Kentaro Okuda said in an interview with the Financial Times that the bank was making a strategic shift towards wealth management and adopting a consultancy “mindset”.

As part of the push into private equity and private credit markets, Okuda wants Nomura to expand its global asset management capacity in preparation for a generational shift in Japanese investment habits.

“One of the targets of M&A is asset managers outside Japan who are very strong in alternative assets,” said Okuda at the bank’s headquarters in Tokyo. “A second target is the advisory type of business, also outside Japan.”

After becoming the bank’s chief executive in 2020, Okuda has said his mission has been to lower costs and reduce Nomura’s reliance on volatile revenue streams from investment banking.

But his early tenure was spent dealing with the aftermath of the 2021 implosion of Bill Hwang’s Archegos Capital. Nomura reported a $2.9bn hit from the collapse.

The bank and brokerage is preparing to capitalise on the opportunity from an expected transfer of Japanese household wealth from cash and deposits into higher yielding investments.

With the current percentage of assets that Japanese investors channel into private equity and private debt close to zero, Okuda says he expects to see an increase in household and institutional investment into those kinds of alternative assets.

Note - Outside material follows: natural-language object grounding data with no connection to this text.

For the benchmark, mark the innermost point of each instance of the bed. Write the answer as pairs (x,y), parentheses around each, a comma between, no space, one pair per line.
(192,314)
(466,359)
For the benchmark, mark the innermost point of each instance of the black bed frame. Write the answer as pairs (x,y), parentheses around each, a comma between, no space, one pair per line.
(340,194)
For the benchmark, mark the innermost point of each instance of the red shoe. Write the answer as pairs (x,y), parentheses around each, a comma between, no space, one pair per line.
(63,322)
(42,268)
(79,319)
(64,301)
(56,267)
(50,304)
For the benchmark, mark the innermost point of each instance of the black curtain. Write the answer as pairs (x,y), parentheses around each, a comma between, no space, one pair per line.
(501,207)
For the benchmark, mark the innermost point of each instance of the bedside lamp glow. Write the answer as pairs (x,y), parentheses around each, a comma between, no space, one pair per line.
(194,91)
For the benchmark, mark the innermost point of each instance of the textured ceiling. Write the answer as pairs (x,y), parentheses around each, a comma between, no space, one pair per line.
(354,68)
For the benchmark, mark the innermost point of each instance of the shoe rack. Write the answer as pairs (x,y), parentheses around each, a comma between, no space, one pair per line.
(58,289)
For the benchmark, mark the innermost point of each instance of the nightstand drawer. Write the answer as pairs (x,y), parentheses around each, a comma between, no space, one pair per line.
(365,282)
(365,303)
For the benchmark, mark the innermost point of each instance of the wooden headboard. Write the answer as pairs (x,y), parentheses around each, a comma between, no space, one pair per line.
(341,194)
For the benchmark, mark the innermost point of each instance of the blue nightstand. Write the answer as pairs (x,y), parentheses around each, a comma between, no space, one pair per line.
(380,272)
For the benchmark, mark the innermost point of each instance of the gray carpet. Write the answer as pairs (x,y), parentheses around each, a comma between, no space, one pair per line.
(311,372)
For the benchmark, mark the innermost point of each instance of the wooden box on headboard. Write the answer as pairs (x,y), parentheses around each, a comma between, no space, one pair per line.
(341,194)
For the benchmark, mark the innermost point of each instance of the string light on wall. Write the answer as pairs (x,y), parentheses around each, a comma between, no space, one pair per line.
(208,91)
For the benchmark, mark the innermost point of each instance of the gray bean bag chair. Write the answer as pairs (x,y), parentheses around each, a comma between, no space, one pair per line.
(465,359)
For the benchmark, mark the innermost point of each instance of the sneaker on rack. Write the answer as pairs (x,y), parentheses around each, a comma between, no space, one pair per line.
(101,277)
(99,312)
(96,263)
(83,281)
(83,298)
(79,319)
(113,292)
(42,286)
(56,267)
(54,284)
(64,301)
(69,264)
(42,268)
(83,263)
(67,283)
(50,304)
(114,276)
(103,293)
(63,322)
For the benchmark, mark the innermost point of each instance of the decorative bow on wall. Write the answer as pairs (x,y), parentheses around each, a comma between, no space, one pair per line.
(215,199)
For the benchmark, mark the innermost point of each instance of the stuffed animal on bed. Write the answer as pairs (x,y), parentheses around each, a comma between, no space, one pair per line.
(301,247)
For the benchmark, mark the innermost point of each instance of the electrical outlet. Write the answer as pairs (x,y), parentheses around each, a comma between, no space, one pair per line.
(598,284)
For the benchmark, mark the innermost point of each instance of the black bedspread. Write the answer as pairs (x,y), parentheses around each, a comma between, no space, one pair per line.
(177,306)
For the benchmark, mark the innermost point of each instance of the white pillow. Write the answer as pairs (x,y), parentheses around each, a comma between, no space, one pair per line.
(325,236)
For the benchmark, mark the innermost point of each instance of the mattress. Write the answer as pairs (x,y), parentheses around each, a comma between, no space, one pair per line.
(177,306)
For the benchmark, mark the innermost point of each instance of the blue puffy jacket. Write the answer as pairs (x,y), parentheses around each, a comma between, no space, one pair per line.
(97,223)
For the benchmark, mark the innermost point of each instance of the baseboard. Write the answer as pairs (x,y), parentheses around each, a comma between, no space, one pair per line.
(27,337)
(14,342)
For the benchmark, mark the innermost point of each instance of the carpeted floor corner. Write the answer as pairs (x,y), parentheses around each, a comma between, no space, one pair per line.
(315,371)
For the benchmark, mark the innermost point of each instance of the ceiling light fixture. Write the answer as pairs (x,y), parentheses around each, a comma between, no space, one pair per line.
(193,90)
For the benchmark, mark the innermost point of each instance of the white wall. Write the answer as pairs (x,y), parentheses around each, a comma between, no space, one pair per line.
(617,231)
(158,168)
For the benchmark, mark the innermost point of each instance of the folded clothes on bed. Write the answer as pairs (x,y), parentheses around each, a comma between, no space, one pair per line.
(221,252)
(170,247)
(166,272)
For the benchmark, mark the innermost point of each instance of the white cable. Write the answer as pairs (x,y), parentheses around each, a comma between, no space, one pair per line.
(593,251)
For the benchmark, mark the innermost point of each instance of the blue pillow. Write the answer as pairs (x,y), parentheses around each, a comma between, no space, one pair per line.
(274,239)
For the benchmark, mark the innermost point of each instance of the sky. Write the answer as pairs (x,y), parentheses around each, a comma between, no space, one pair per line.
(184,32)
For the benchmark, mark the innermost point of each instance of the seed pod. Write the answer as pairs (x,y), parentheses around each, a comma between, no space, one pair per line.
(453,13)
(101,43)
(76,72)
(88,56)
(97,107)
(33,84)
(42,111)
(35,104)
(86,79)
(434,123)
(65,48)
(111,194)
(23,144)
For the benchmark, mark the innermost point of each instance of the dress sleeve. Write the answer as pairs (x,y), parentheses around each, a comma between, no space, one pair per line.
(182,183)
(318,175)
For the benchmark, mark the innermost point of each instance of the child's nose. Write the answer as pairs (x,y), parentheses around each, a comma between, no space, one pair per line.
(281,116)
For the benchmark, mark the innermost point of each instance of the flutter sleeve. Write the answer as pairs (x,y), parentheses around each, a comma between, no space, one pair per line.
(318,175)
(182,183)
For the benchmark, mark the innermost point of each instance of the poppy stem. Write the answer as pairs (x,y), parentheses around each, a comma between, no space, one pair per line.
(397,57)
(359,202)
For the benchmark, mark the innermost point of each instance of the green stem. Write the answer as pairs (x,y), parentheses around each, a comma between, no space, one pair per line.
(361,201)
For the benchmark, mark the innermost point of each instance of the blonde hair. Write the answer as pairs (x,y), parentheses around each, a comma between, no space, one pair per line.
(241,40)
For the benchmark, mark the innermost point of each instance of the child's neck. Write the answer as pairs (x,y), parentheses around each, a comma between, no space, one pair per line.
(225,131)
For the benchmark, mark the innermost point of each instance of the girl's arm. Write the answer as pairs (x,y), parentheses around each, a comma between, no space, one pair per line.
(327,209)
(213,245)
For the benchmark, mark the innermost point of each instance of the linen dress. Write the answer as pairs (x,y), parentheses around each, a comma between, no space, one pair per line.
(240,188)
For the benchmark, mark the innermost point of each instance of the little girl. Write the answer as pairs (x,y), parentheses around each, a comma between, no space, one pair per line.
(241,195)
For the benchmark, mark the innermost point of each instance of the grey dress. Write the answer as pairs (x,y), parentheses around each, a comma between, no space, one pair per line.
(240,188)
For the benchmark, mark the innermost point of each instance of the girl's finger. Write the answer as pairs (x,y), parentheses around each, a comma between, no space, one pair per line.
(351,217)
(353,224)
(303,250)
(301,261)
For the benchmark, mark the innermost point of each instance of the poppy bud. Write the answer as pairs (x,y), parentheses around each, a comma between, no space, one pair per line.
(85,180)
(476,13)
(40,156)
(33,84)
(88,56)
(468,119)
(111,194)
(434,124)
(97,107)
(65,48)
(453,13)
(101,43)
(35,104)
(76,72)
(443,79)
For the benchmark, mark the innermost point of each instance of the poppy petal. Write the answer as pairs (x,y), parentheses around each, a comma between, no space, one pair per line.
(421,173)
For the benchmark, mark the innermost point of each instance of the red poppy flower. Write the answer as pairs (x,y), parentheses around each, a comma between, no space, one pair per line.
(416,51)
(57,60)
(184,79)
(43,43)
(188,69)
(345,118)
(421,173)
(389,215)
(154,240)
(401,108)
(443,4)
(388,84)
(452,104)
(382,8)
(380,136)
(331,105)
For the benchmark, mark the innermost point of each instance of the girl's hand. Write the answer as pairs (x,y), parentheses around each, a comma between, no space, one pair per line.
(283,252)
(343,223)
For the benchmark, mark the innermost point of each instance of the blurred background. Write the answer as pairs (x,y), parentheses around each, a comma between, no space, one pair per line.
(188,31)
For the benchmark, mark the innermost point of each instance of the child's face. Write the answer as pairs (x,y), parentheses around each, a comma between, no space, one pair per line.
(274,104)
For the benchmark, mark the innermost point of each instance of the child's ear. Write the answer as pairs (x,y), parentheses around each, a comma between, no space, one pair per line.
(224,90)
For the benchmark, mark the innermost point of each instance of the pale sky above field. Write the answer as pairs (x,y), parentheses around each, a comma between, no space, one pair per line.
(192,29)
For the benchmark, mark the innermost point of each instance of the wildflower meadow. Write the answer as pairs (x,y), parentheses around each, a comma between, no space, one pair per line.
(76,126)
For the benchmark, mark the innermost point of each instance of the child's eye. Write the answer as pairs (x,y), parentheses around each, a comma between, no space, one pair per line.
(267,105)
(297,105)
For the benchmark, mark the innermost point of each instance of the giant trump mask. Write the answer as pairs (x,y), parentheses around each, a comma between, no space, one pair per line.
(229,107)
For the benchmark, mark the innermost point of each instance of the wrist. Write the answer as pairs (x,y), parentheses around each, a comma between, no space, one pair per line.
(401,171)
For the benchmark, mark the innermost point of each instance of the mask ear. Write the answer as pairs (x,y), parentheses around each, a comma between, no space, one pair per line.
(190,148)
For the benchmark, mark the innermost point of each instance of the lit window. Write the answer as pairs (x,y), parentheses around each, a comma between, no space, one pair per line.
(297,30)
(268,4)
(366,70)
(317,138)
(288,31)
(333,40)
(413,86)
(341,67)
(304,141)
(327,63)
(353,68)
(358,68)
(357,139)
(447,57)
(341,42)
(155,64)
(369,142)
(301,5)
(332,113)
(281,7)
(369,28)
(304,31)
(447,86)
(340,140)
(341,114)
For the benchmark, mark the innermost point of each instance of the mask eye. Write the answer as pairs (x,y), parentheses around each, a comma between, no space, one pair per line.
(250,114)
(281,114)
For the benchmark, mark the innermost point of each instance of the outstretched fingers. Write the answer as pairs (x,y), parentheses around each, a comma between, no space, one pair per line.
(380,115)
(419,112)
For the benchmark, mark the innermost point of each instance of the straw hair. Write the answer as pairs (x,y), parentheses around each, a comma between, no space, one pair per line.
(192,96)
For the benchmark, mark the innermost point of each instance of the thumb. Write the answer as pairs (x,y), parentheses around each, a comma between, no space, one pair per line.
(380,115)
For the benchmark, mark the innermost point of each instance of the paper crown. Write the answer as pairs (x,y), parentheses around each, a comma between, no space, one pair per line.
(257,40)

Japanese households currently hold about half of their total ¥2.2 quadrillion ($13tn) of financial assets as cash and deposits, according to the Bank of Japan.

But banks and analysts expect the country’s normalising central bank monetary policy and the return of sustained inflation to push people to reconsider their savings strategy. A wave of inheritance expected to be passed down from boomers born after the second world war is also expected to shake up investment habits.

Major global private equity firms, including Blackstone and Carlyle, have been stepping up campaigns to entice Japanese individuals into their funds, as well as preparing for major financial institutions such as Japan’s Government Pension Investment Fund to allocate more of its ¥226tn asset portfolio into alternative investments.

In May, analysts at Morgan Stanley MUFG published a note forecasting a “momentous change” in Japan’s wealth and asset management industry and the multibillion-dollar revenue opportunities for Japanese banks and rivals competing for the business of wealthy and “upper affluent” customers.

Nomura has renamed its once famously aggressive retail brokerage operations as the “Wealth Management” division, underlining the shift to offering higher value services including investment advice.

Okuda said the bank wanted to shift the attitude of its hard-selling brokers. “The mindset is changing from the broker to the consultant,” he said.

He added that in order to extend the bank’s reach to wealthy customers, Nomura would build on a series of alliances with regional Japanese banks formed in 2019, which broke a long tradition of working alone.

Okuda acknowledged that Nomura would face intensifying wealth management competition from Japanese megabanks MUFG, SMBC Group and Mizuho, as well as foreign groups such as UBS.

“It would be better for us not to have anybody to compete with in this market,” said Okuda, but he added “competitors will naturally come into the market from abroad as well as the [Japanese] megabanks and others. I think they are already here and competing.”